A Visão de Chollet e a Ascensão do TensorFlow

Após se juntar à Google, Chollet manteve uma visão crítica sobre o estado da IA. Argumentou que os Grandes Modelos de Linguagem (LLMs) atuais não “compreendem” o mundo; apenas recuperam a informação mais próxima do que memorizaram. Para medir a verdadeira capacidade de generalização e raciocínio abstrato, desenvolveu o “benchmark” ARC. Crítico da cultura de secretismo de empresas como a OpenAI, que, segundo ele, atrasou o desenvolvimento da AGI (Inteligência Artificial Geral) em 5 a 10 anos, Chollet lançou o ARC Prize em 2024, um prémio de 1 milhão de dólares para equipas que publiquem o seu código-fonte, fomentando a partilha de conhecimento.

Paralelamente, a equipa Google Brain, que usava internamente um pacote chamado DistBelief, decidiu desenvolver uma versão muito melhorada. Baseando-se nos princípios de “design” do Theano, a Google criou o TensorFlow e lançou-o como código aberto (open source) em novembro de 2015. A sua adoção foi imediata e massiva, tornando-se o sistema líder na indústria e levando a Google a desenvolver hardware dedicado, o “TPU” (TensorFlow Processing Unit), em 2016.
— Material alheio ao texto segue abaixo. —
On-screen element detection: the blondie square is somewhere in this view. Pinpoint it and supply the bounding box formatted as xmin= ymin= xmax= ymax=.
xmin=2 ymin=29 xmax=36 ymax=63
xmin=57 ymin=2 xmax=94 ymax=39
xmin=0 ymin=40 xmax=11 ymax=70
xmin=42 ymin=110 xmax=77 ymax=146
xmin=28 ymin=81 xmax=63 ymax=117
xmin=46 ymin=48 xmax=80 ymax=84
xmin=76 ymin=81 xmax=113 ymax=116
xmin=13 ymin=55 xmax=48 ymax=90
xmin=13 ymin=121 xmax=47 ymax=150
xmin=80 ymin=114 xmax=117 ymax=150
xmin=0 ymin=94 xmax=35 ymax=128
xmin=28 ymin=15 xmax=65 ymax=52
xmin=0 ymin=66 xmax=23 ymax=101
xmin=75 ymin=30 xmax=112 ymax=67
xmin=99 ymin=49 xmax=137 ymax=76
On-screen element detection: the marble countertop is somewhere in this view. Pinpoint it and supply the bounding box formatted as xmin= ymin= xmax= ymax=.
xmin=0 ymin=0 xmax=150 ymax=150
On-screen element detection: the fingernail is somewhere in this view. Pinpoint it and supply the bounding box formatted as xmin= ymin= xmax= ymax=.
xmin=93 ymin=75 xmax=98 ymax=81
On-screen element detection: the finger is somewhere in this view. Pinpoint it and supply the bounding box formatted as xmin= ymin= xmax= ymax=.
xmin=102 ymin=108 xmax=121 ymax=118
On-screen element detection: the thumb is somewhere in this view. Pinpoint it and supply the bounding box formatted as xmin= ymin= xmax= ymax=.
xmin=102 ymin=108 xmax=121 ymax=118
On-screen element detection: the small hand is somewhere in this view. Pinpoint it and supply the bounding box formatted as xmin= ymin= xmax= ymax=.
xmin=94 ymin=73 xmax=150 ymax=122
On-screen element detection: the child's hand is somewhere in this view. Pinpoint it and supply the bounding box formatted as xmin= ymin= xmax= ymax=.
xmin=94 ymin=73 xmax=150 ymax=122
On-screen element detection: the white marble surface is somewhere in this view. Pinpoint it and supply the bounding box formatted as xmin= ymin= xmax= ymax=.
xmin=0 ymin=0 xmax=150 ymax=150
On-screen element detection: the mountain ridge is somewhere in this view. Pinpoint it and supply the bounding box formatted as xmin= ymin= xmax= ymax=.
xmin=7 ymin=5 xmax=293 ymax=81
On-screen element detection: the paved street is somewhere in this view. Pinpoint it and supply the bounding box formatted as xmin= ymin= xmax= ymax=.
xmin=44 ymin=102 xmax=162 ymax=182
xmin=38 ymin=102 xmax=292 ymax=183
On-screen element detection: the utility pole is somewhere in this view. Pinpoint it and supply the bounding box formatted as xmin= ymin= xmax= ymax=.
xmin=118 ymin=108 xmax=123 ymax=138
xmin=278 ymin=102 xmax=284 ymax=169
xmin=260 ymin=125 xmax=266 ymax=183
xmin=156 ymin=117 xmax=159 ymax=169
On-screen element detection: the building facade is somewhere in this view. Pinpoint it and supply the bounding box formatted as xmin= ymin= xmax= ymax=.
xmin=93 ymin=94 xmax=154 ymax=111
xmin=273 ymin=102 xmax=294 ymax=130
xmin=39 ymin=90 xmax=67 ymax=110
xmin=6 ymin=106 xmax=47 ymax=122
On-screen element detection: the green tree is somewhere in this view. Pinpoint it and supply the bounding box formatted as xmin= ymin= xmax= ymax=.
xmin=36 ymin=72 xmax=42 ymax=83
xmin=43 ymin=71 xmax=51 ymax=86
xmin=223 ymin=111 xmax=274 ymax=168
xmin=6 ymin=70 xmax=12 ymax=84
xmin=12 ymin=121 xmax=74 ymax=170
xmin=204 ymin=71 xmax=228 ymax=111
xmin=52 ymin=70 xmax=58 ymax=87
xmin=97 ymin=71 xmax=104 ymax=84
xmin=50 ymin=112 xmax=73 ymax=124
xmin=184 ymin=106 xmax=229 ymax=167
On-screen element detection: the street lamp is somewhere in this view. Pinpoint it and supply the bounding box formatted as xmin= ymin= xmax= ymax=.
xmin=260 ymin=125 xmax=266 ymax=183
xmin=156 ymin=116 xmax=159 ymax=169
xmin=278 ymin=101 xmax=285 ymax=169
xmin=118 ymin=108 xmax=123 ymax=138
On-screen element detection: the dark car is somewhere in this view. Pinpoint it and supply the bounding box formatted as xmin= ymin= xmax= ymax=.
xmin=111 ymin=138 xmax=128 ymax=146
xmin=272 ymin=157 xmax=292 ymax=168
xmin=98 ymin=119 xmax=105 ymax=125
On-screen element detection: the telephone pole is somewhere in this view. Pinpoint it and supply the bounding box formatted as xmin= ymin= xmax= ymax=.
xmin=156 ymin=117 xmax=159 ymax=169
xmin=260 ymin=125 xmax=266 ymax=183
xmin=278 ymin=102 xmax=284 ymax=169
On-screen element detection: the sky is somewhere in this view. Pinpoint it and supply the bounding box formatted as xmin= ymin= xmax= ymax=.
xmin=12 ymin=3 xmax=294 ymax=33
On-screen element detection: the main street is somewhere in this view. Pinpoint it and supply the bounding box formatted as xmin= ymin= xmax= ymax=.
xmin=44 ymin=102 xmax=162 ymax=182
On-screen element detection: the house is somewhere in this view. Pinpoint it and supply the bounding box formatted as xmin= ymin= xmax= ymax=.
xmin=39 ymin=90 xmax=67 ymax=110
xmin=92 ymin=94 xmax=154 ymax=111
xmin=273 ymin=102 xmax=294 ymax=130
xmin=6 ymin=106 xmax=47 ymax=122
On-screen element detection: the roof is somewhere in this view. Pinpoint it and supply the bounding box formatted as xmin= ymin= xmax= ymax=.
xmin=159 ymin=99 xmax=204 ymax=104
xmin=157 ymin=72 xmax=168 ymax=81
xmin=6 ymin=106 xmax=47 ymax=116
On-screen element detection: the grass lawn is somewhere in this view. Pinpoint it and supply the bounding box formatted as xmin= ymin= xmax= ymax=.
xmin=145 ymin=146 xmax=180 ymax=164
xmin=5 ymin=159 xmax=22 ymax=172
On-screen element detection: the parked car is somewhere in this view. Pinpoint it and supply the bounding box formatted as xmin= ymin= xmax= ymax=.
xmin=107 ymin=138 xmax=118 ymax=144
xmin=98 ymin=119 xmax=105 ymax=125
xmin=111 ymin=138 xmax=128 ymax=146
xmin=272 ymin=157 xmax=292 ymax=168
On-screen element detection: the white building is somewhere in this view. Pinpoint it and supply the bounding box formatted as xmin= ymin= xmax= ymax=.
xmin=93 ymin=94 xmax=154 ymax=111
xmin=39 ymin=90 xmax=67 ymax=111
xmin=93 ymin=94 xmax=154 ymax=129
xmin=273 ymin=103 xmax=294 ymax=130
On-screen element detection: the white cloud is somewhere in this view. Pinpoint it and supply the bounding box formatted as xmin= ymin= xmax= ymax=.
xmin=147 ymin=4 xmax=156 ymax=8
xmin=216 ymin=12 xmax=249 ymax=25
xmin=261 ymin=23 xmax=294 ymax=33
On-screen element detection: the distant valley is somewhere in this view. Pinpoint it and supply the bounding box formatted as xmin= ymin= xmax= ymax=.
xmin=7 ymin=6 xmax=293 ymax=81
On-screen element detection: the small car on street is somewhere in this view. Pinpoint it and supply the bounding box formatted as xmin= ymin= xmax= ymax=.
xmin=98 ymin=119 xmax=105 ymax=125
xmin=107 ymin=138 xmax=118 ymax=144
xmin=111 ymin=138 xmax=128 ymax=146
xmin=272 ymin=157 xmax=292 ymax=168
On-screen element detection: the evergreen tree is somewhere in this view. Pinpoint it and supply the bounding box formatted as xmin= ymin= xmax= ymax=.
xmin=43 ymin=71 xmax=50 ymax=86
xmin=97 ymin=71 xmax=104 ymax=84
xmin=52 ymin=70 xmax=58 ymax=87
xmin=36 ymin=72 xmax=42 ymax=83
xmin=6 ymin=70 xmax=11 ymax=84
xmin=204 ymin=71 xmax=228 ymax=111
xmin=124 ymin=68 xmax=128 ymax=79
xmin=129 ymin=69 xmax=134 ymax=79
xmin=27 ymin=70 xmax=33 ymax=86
O Impacto: A Aceleração da Investigação

O lançamento de Keras e TensorFlow democratizou o acesso ao “deep learning”. Estas “frameworks” – que funcionam como estruturas conceptuais e bibliotecas de código que fornecem as bases para o desenvolvimento de aplicações – permitiram que não só especialistas, mas também estudantes e o público em geral, pudessem facilmente implementar e testar modelos complexos.

Isto funcionou como um catalisador, acelerando a publicação de artigos científicos e facilitando a sua replicação. François Chollet estima que, nos três anos seguintes a 2015, o número de pessoas a desenvolver modelos de “deep learning” aumentou quase 100 vezes. Foi esta democratização de ferramentas que alimentou a explosão da IA, a mesma que hoje gera entusiasmo na indústria e campanhas de marketing céticas por parte dos que defendem o toque humano.